In settimana, forse già oggi, se ne dovrebbe comunque sapere di più. In particolare il Consiglio federale potrebbe comunicare se saranno introdotte misure sanitarie obbligatorie per coloro che, dopo una visita oltre confine, rientreranno in Svizzera. Tra quelle possibili, l’obbligo di un’autocertificazione che permetta di rintracciare le persone in caso possano essere collegate a focolai sviluppati all’estero.

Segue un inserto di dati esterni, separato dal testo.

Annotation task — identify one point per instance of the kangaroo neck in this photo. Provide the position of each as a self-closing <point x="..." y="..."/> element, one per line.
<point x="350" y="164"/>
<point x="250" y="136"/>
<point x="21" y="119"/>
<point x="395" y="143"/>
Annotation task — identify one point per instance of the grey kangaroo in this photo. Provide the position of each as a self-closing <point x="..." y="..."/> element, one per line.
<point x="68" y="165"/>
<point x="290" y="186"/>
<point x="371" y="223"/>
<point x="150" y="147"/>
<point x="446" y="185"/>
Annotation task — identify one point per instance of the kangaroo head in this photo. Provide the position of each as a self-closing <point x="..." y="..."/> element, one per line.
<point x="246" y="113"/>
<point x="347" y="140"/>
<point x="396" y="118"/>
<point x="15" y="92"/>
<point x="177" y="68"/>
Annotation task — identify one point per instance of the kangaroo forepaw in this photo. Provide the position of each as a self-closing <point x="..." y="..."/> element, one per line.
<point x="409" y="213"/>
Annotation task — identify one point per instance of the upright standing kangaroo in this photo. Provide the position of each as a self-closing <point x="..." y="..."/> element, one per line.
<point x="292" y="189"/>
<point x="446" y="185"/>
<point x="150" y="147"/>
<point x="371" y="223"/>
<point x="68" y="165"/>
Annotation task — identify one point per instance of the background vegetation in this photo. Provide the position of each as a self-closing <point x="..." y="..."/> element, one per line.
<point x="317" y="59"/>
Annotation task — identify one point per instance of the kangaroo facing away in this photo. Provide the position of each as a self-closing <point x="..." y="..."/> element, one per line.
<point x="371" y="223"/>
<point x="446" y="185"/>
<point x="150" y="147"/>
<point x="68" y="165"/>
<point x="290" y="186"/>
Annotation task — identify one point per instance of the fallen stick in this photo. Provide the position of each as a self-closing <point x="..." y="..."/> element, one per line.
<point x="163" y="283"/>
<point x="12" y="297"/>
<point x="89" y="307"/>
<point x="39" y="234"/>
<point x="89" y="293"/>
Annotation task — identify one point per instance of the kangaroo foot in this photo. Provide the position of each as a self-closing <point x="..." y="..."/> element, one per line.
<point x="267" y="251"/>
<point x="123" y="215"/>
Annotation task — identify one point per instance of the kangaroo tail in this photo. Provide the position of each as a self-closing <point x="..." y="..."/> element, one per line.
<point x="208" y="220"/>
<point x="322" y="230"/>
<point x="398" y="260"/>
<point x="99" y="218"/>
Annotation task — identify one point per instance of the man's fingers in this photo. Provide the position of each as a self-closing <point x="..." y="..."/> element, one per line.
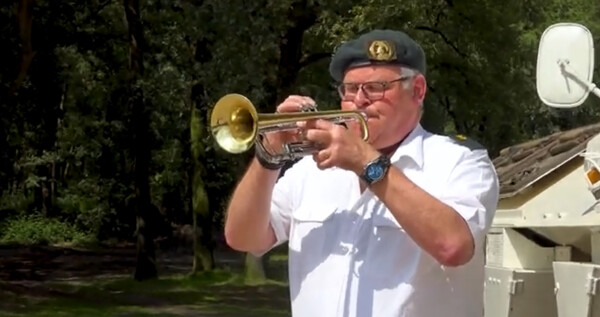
<point x="321" y="137"/>
<point x="295" y="103"/>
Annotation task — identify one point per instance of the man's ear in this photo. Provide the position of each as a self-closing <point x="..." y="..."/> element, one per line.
<point x="419" y="88"/>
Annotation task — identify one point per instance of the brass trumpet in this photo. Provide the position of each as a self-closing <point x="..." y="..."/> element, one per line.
<point x="236" y="126"/>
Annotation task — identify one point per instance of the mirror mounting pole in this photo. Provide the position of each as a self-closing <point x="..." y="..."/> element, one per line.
<point x="568" y="71"/>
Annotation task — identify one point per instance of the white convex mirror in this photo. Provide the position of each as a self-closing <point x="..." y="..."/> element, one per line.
<point x="565" y="65"/>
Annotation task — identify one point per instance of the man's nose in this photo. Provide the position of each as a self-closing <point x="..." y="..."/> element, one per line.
<point x="361" y="100"/>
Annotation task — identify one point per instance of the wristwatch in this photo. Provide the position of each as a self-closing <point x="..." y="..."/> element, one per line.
<point x="375" y="170"/>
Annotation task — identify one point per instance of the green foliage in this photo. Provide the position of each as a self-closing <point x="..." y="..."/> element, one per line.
<point x="35" y="229"/>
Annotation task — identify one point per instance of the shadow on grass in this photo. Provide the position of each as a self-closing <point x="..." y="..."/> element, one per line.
<point x="217" y="293"/>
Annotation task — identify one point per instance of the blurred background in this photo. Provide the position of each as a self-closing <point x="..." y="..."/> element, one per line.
<point x="112" y="189"/>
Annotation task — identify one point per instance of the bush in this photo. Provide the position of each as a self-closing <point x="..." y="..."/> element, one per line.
<point x="35" y="229"/>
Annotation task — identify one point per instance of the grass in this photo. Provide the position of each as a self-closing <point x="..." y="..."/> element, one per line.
<point x="217" y="293"/>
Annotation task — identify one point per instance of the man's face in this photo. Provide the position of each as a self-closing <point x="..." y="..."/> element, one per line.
<point x="392" y="110"/>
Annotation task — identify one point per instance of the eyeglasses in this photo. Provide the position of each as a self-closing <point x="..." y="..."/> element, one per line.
<point x="374" y="90"/>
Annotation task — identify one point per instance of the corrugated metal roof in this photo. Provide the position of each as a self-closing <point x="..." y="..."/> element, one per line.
<point x="520" y="166"/>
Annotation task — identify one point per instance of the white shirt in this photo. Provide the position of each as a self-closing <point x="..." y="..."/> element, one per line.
<point x="348" y="256"/>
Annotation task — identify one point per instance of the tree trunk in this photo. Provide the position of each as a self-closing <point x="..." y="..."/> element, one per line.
<point x="146" y="258"/>
<point x="202" y="216"/>
<point x="25" y="22"/>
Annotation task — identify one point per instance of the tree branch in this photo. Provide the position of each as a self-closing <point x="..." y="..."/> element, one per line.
<point x="444" y="37"/>
<point x="313" y="58"/>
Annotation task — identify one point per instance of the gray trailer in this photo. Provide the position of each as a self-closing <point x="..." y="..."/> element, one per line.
<point x="543" y="250"/>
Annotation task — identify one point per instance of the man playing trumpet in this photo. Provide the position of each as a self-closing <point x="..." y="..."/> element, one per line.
<point x="391" y="226"/>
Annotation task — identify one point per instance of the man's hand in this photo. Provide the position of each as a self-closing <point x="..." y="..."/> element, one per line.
<point x="339" y="146"/>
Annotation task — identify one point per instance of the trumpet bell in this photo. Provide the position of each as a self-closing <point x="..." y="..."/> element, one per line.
<point x="236" y="126"/>
<point x="234" y="123"/>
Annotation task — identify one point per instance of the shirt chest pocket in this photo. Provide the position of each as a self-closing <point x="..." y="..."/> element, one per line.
<point x="314" y="226"/>
<point x="383" y="219"/>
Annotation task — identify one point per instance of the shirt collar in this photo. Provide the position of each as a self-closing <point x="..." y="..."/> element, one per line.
<point x="411" y="147"/>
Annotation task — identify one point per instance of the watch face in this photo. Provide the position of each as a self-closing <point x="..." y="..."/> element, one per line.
<point x="374" y="171"/>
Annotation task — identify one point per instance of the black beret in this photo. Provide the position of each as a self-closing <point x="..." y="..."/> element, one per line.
<point x="377" y="47"/>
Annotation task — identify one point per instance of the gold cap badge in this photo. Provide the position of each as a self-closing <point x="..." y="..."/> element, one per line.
<point x="381" y="51"/>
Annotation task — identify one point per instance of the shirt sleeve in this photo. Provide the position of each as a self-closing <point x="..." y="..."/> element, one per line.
<point x="473" y="191"/>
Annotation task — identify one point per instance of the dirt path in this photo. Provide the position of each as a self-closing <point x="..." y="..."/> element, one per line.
<point x="29" y="277"/>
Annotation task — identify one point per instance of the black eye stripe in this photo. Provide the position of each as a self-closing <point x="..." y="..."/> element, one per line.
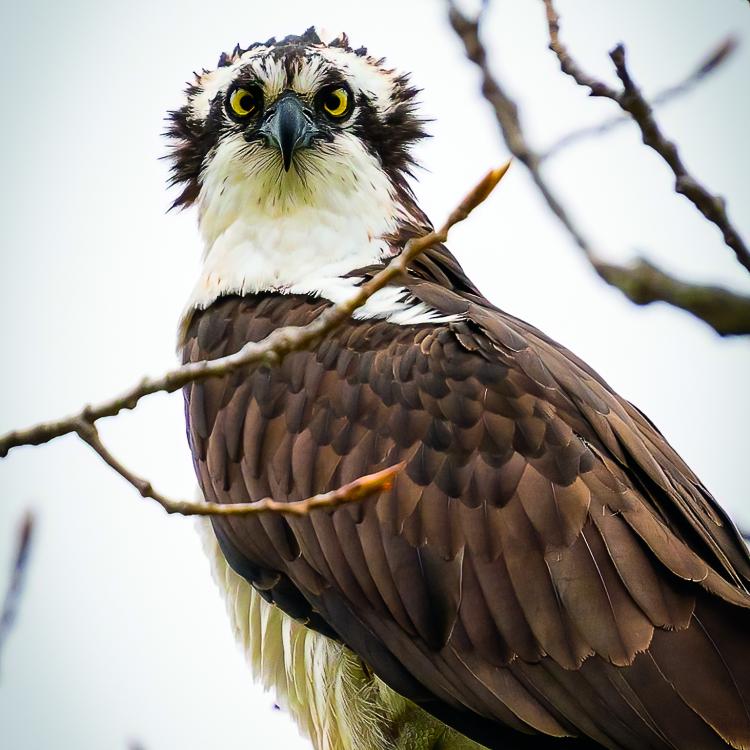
<point x="330" y="98"/>
<point x="243" y="101"/>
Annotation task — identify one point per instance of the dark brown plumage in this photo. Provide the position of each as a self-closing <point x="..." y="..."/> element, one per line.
<point x="545" y="567"/>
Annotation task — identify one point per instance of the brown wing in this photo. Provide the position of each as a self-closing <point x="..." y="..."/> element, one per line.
<point x="546" y="566"/>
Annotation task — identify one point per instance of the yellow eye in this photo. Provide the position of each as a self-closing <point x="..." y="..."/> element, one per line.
<point x="243" y="103"/>
<point x="336" y="102"/>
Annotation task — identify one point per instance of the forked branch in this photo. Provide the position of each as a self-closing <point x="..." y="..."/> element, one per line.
<point x="727" y="313"/>
<point x="270" y="350"/>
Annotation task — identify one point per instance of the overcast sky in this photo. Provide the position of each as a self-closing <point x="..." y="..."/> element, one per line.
<point x="121" y="636"/>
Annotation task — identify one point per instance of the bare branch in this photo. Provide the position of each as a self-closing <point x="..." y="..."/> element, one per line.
<point x="357" y="490"/>
<point x="270" y="350"/>
<point x="642" y="283"/>
<point x="18" y="572"/>
<point x="726" y="312"/>
<point x="710" y="63"/>
<point x="631" y="100"/>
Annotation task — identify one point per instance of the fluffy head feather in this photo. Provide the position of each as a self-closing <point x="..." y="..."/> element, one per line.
<point x="382" y="123"/>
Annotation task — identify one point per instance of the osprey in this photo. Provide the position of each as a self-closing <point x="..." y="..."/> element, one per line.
<point x="545" y="572"/>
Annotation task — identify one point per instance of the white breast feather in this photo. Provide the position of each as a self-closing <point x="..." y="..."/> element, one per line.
<point x="272" y="231"/>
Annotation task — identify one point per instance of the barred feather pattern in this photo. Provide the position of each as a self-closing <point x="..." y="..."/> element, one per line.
<point x="545" y="573"/>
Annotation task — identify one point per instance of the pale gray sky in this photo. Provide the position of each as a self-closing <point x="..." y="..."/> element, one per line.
<point x="121" y="635"/>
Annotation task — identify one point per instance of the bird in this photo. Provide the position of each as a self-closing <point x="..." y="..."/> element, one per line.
<point x="545" y="570"/>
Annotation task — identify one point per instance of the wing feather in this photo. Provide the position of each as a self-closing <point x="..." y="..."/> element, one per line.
<point x="544" y="565"/>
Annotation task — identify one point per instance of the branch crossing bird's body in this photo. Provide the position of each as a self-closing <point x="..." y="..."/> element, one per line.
<point x="545" y="572"/>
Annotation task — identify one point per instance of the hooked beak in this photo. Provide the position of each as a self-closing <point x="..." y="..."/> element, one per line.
<point x="287" y="127"/>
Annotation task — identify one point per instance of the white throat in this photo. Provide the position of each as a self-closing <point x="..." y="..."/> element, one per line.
<point x="271" y="231"/>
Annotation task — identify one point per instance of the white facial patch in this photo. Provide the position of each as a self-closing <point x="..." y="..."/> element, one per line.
<point x="304" y="230"/>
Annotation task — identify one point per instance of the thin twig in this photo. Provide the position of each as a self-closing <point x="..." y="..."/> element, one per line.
<point x="642" y="283"/>
<point x="18" y="572"/>
<point x="270" y="350"/>
<point x="631" y="100"/>
<point x="712" y="61"/>
<point x="357" y="490"/>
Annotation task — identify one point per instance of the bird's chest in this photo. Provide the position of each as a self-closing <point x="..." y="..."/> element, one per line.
<point x="316" y="421"/>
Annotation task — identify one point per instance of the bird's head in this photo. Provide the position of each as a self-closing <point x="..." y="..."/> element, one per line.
<point x="290" y="118"/>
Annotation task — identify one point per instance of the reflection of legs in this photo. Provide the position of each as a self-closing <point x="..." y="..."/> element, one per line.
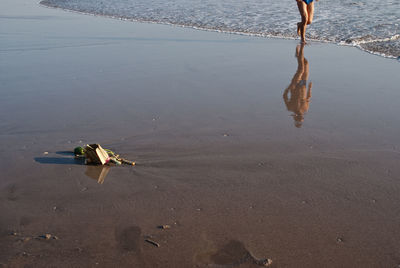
<point x="301" y="26"/>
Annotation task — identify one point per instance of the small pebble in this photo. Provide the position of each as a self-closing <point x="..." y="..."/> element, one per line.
<point x="268" y="262"/>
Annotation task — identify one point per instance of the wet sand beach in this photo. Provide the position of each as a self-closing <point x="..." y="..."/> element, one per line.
<point x="237" y="155"/>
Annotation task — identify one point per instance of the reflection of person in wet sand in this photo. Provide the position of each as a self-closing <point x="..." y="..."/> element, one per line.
<point x="299" y="100"/>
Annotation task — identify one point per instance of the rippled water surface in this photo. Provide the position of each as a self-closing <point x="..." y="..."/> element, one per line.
<point x="371" y="25"/>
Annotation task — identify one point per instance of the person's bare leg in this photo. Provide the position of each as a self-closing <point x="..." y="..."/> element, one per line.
<point x="304" y="19"/>
<point x="310" y="12"/>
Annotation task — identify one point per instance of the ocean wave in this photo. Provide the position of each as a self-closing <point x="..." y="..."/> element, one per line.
<point x="365" y="24"/>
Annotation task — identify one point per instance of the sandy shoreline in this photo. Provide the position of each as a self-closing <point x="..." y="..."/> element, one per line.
<point x="219" y="157"/>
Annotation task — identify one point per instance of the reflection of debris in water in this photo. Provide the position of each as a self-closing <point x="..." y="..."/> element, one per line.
<point x="234" y="254"/>
<point x="99" y="173"/>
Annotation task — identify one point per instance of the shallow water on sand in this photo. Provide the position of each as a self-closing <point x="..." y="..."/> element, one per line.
<point x="371" y="25"/>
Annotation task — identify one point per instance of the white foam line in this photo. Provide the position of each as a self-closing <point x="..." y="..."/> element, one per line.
<point x="342" y="43"/>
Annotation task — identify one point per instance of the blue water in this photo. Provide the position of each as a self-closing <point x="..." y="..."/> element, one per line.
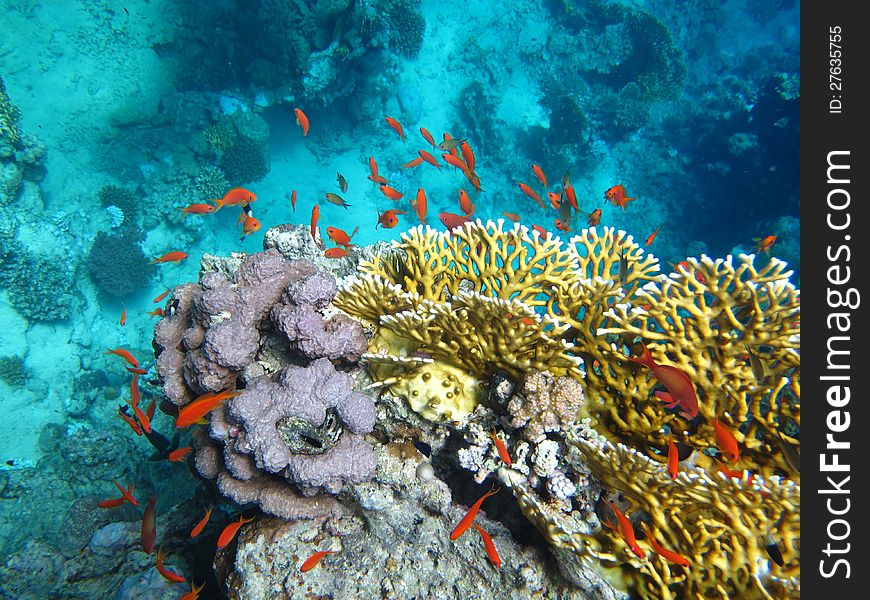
<point x="692" y="107"/>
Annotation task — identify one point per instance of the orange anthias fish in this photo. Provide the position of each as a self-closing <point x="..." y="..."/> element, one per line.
<point x="466" y="521"/>
<point x="125" y="354"/>
<point x="452" y="221"/>
<point x="388" y="218"/>
<point x="531" y="193"/>
<point x="679" y="386"/>
<point x="339" y="237"/>
<point x="727" y="442"/>
<point x="313" y="560"/>
<point x="627" y="531"/>
<point x="233" y="197"/>
<point x="196" y="410"/>
<point x="421" y="205"/>
<point x="175" y="256"/>
<point x="488" y="544"/>
<point x="315" y="215"/>
<point x="149" y="526"/>
<point x="396" y="126"/>
<point x="230" y="531"/>
<point x="171" y="576"/>
<point x="390" y="193"/>
<point x="764" y="244"/>
<point x="668" y="555"/>
<point x="539" y="173"/>
<point x="201" y="525"/>
<point x="618" y="196"/>
<point x="301" y="120"/>
<point x="198" y="208"/>
<point x="652" y="236"/>
<point x="501" y="448"/>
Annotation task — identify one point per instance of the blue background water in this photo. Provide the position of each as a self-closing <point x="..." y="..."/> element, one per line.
<point x="693" y="106"/>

Via libera da Regione a Regione
Roma – Domani l’Italia riapre. Fonti governative hanno confermato che Giuseppe Conte non farà annunci di sorta, dando per intesa la fine dei divieti di spostamento contestuale alla scadenza dell’ultimo decreto della presidenza del Consiglio. Il governo avrà piuttosto da concentrarsi sulla valutazione di rischi che comporta il ritorno alla circolazione tra tutte le Regioni, e sulle smanie dei rispettivi presidenti. “Ma qualche quota di rischio va presa, altrimenti non apriremo mai”, ha ammesso il presidente della conferenza delle Regioni Stefano Bonaccini che in queste settimane ha svolto il ruolo di mediatore tra le richieste dei colleghi e l’esecutivo. Rischi “ponderati”, li ha definiti il ministro della Salute Roberto Speranza, che trovano conferma anche nei dati giornalieri: ‘solo’ 178 contagiati, un numero mai così basso dal 26 febbraio, con un rapporto tra tamponi fatti e positivi individuati che per la prima volta è sotto l’1% (0,98%). Anche i dati della Lombardia vanno meglio, ma quelli di ieri riflettono le rivelazioni raccolte domenica con molti meno tamponi rispetto al resto della settimana. Nella Regione più colpita dal virus, ci sono 50 contagiati in più, il 28% del totale in Italia e poco più del 30% dei morti delle ultime 24 ore (19 su 60). Numeri che confortano il governo nella sua decisione di riaprire. Se poi qualcuno, hanno sottolineato fonti vicine al ministro per gli Affari Regionali Francesco Boccia, ritiene di dover chiedere, sempre e solo su base volontaria, le generalità ad un turista, un’autocertificazione o di procedere con il tracciamento, l’esecutivo non si metterà di traverso. E quella delle iniziative locali è la strada che stanno seguendo i presidenti di regione a cui il virus aveva dato alla testa. Il sardo Christian Solinas ha fatto marcia indietro e, dalla patente sanitaria, è passato a pensare di offrire un incentivo sotto forma di voucher a chi si sottoporrà al test sierologico e si dice pronto a varare un questionario e una piattaforma per la registrazione di chi arriva, entrambe su base volontaria.